Opinião
Imagine que um dia, ao levantar, todas as suas
experiências e trajetória são completamente apagadas da sua memória. Tudo
aquilo que você aprendeu, seus erros e acertos, são completamente esquecidos. E
mesmo assim, você precisa seguir em frente. Trabalhar e aprender tudo de novo.
Na Educação brasileira, muitas iniciativas e boas práticas mudam de rumo ou não
sobrevivem às trocas de gestão. Muitas vezes, aquilo que foi planejado e
cuidadosamente implementado pela gestão anterior é descontinuado. Os
investimentos e os anos de trabalho são desperdiçados.

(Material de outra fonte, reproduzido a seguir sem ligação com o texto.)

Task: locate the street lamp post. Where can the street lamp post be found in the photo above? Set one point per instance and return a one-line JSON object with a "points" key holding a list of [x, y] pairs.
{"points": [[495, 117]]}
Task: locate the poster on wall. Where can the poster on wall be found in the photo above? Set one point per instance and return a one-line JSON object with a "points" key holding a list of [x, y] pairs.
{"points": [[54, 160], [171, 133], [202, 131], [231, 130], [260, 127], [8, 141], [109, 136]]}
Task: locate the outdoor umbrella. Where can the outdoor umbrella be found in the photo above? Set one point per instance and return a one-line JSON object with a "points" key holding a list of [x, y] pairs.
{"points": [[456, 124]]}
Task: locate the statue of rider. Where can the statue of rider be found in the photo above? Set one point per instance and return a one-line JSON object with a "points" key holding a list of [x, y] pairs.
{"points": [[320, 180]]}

Assim, a transição de governos exige
responsabilidade. Na Educação, bons resultados não surgem de uma hora para
outra. A continuidade e o aperfeiçoamento de projetos e políticas são
essenciais para impactar positivamente e de forma consistente a aprendizagem e
o futuro dos estudantes. Um exemplo disso é o Fundeb, que não teria se tornado
realidade sem o seu antecessor - o Fundef. Isso também vale para o Ideb. Se o
seu precursor, o Saeb tivesse sido descontinuado, não teríamos hoje esse índice
tão importante para a avaliação da Educação.

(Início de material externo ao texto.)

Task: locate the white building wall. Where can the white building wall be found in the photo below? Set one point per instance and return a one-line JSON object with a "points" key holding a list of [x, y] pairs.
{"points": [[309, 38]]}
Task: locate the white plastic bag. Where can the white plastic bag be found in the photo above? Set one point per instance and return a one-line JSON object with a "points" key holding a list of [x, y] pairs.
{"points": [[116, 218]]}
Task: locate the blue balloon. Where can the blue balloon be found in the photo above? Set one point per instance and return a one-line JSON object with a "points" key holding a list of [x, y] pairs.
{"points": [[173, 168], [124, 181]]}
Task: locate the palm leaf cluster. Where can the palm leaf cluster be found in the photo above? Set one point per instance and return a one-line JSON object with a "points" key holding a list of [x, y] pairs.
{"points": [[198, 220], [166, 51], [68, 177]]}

A Educação é, necessariamente, um processo de longo
prazo. Ela ocorre, muitas vezes, em processos geracionais. Está sujeita a
mudanças nos costumes, na moral da sociedade, na tecnologia, e assim por
diante. O fato é que cidadãos são constituídos a partir da Educação. É ela que
fundamenta o exercício de cada um de nós na sociedade. Se há uma gestão, uma
política pública que deve ter o maior cuidado, a maior parcimônia em sua
interrupção ou sua modificação, é a Educação. Ela representa o próprio poder
evolutivo de uma sociedade.
E os gestores públicos, os secretários da Educação
têm essa imensa responsabilidade. Pode haver uma alternância de poder, mas o
compromisso que a sociedade tem com a Educação de qualidade não pode ser
interrompida. Se houve desvios na gestão anterior, que sejam corrigidos, mas
todos os méritos devem ser reconhecidos.
Por isso, participar de uma transição política
ética e harmoniosa, pautada por valores morais, em que o bem comum esteja acima
de concorrências políticas, é um primeiro passo para a trilha do
desenvolvimento social. Transcender as diferenças políticas e ideológicas, bem
como manter um ambiente de diálogo, escuta ativa e colaboração mútua entre os
que chegam e os que deixam seu legado, dentro dos cargos de secretarias e prefeituras
é, sem dúvida, uma atitude real de compromisso social. O compartilhamento de
informações entre a gestão que inicia e a que termina colabora na implantação
de um plano de governo mais efetivo – e assumir posturas de resiliência,
diplomacia e cooperação são determinantes para atender o real motivo da função
pública: o bem-estar da população.
Neste momento de transição política, mais do que
nunca, é preciso que os gestores educacionais estejam abertos a uma gestão
horizontalizada, na qual a colaboração é o eixo norteador, promovendo um
trabalho em rede. Os movimentos de colaboração entre municípios, sejam eles na
forma de Câmaras Técnicas de Consórcios, Arranjos de Desenvolvimento da
Educação, ou mesmo fóruns e colegiados, constituem importantes espaços para
endereçar projetos comuns, em favor da Educação pública. A partir da
instituição de uma rede de colaboração, os dirigentes municipais e equipes
passam a atuar de forma conjunta, visando superar desafios comuns às suas
redes.
Ao atuar em redes, os gestores da Educação atuam
com uma visão sistêmica e transpartidária. Assim como a política não é para
qualquer um, segundo o ex-presidente da República Checa, Václav Havel - e
pressupõem um desapego muito grande, o gestor de Educação deve ter um
compromisso ainda maior com a integridade da gestão pública em função da sua
responsabilidade de longo prazo com a sociedade.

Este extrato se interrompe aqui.